Ajay appeared out of the smoke and glared at Maninder. Without saying a word, he leaned across the counter and pushed the button that controlled the shopfront security shutters.

‘Pass me the fire extinguisher,’ Ajay said. ‘If you think you can manage that.’

The shutters began rattling down over the cracked and broken glass. But then Maninder, whose eyes were still fixed on the people outside, realized what they were doing. They’d lifted the table, turned it round and were smashing it against the window like a battering ram: once… twice…

Ajay aimed the fire extinguisher at the flickering flames on the supermarket floor. The shutters were coming down but they seemed to be taking an age.

Three times… four…

Maninder cursed himself for his foolhardy optimism. Most mini-supermarkets like his had shelves running along their outside wall — even if it was windowed. Their owners wanted to use every square millimetre of space to sell more goods. But Maninder had said no, it was better to let customers walking down the road look in and see all the wonderful things they had on offer. He had won the argument, but now he wished that he hadn’t. He felt horribly exposed by the huge pane of glass that covered almost the entire frontage of the store, and he longed for a long, tall, heavy line of shelves to act as a wall against the evil of the outside world.

Five… six…

The flames were out. The shutters were almost down to the level of the table. If they could cover the window before the table broke through it…

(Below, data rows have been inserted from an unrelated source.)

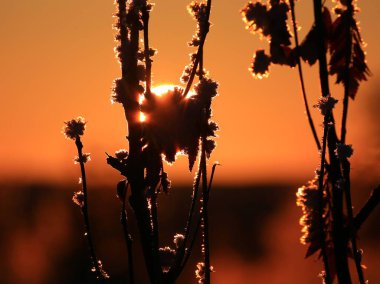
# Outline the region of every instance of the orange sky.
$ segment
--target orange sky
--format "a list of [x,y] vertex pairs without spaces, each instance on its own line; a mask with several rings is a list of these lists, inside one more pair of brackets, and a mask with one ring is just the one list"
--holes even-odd
[[[109,100],[112,81],[120,74],[113,52],[112,2],[2,1],[0,181],[71,182],[76,178],[74,145],[60,131],[63,121],[77,115],[88,121],[84,143],[85,151],[92,154],[90,176],[103,181],[118,178],[105,165],[104,154],[126,147],[122,108]],[[214,119],[221,131],[210,162],[217,160],[223,165],[217,172],[218,182],[308,179],[318,165],[318,153],[304,115],[296,69],[272,67],[269,79],[252,78],[248,72],[252,54],[255,49],[268,48],[268,44],[244,29],[239,10],[245,2],[213,1],[205,67],[220,84]],[[151,14],[151,44],[158,49],[153,63],[154,85],[178,84],[191,52],[186,43],[195,28],[185,9],[189,1],[155,3]],[[353,174],[365,173],[376,179],[380,141],[373,106],[380,102],[374,98],[380,90],[376,83],[380,71],[380,3],[359,1],[359,6],[373,76],[362,84],[350,105],[348,142],[355,150]],[[311,24],[311,1],[298,1],[297,11],[304,27],[302,38]],[[309,99],[314,103],[319,96],[317,69],[304,69]],[[342,92],[340,87],[333,88],[338,99]],[[370,115],[369,109],[375,113]],[[313,114],[320,118],[315,110]],[[187,160],[182,157],[169,173],[175,181],[190,180],[186,169]]]

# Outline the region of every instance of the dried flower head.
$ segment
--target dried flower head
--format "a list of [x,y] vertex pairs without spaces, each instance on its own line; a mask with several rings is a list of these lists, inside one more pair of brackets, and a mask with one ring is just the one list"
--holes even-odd
[[207,22],[207,5],[204,1],[192,1],[187,7],[189,13],[197,21],[197,31],[193,35],[190,46],[199,46],[202,36],[204,37],[208,31],[209,23]]
[[83,191],[75,192],[73,195],[73,202],[79,207],[84,206],[84,193]]
[[89,161],[91,161],[90,153],[83,153],[82,156],[75,156],[74,158],[74,164],[80,164],[81,162],[85,164]]
[[176,251],[170,247],[163,247],[159,249],[160,262],[164,272],[169,271],[175,260]]
[[260,1],[249,2],[242,10],[246,28],[260,32],[270,42],[290,45],[290,32],[286,23],[289,11],[287,1],[270,1],[270,5]]
[[269,1],[267,5],[256,0],[249,2],[241,11],[246,28],[259,32],[270,43],[270,55],[258,50],[254,56],[250,71],[257,78],[268,76],[270,63],[290,67],[297,64],[297,54],[290,48],[291,34],[287,25],[289,10],[285,0]]
[[[100,276],[97,276],[97,278],[99,278],[99,277],[102,277],[103,279],[110,278],[109,275],[108,275],[108,273],[104,270],[103,263],[102,263],[101,260],[98,260],[98,262],[97,262],[97,269],[100,272]],[[96,272],[96,268],[95,267],[91,268],[91,271],[92,272]]]
[[198,84],[194,85],[194,90],[201,98],[211,101],[218,94],[218,83],[209,78],[203,78]]
[[[210,266],[210,272],[214,272],[214,267]],[[198,279],[199,284],[203,284],[206,275],[206,265],[204,262],[197,263],[197,269],[195,270],[195,277]]]
[[124,160],[124,159],[128,158],[128,155],[129,155],[129,153],[125,149],[120,149],[120,150],[115,152],[115,157],[119,160]]
[[127,84],[122,78],[115,79],[112,86],[112,103],[124,104],[127,101]]
[[271,59],[267,54],[265,54],[264,50],[256,50],[256,53],[253,56],[252,67],[249,70],[255,78],[267,78],[269,76],[270,63]]
[[[211,117],[211,99],[216,95],[217,84],[209,79],[195,86],[196,94],[184,96],[183,89],[175,87],[160,96],[154,95],[145,100],[141,110],[146,115],[144,139],[149,147],[155,147],[172,163],[177,153],[189,156],[189,168],[192,169],[199,149],[202,135],[215,136],[217,126],[209,121]],[[207,108],[204,120],[203,110]],[[206,121],[206,124],[204,124]],[[208,154],[215,147],[209,142]]]
[[354,150],[352,149],[352,145],[346,145],[346,144],[341,144],[341,143],[336,144],[335,155],[340,160],[350,158],[353,153],[354,153]]
[[63,127],[63,134],[68,139],[76,139],[84,134],[86,128],[86,121],[83,117],[78,116],[75,119],[65,121],[65,126]]
[[261,32],[264,36],[269,35],[269,17],[267,6],[259,1],[249,2],[241,10],[243,21],[247,29],[253,32]]
[[184,242],[184,240],[185,240],[185,236],[184,235],[182,235],[182,234],[175,234],[174,240],[173,240],[173,242],[175,244],[175,247],[176,248],[181,247],[182,244],[183,244],[183,242]]
[[332,111],[337,102],[338,100],[334,99],[332,96],[321,97],[318,99],[318,102],[314,107],[318,108],[322,115],[326,115]]
[[297,206],[302,208],[303,216],[300,219],[302,228],[302,237],[300,241],[302,244],[310,244],[306,257],[312,255],[320,248],[320,210],[319,210],[319,192],[318,192],[318,177],[309,181],[298,189],[297,192]]
[[203,1],[201,1],[201,3],[198,1],[192,1],[190,5],[187,6],[187,10],[189,11],[190,15],[192,15],[198,21],[206,18],[206,9],[206,3]]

But that wasn’t going to happen. The table broke through, the entire window shattered and the table was left half in and half out of the shop just as the shutters reached it, hit the table top and came to a grinding halt.

Seconds later there were rioters scrambling under the stranded shutters and Ajay was lashing out at them and shouting at him to get the gun.

Maninder knew what he had to do. That gun was their only hope. But somehow he couldn’t reach for it. He was paralysed. And meanwhile more and more rioters were coming through the window. Ajay was being driven back.

Only then did it occur to Maninder that there was one obvious thing he should have done the minute he saw the two shoplifters acting suspiciously: call the police. He dialled 999… and all he got was a pre-recorded message saying that the line was experiencing an exceptionally heavy volume of calls. He was offered a menu of options for leaving messages. Or he could dial 0 and wait for an operator. But the phone seemed to ring for ever without a response.

No one was going to answer.

The police weren’t going to come.

All the other members of the Netherton Street Self-Help Association were too busy dealing with their own problems to worry about his.

And the Lion Market would soon be overrun.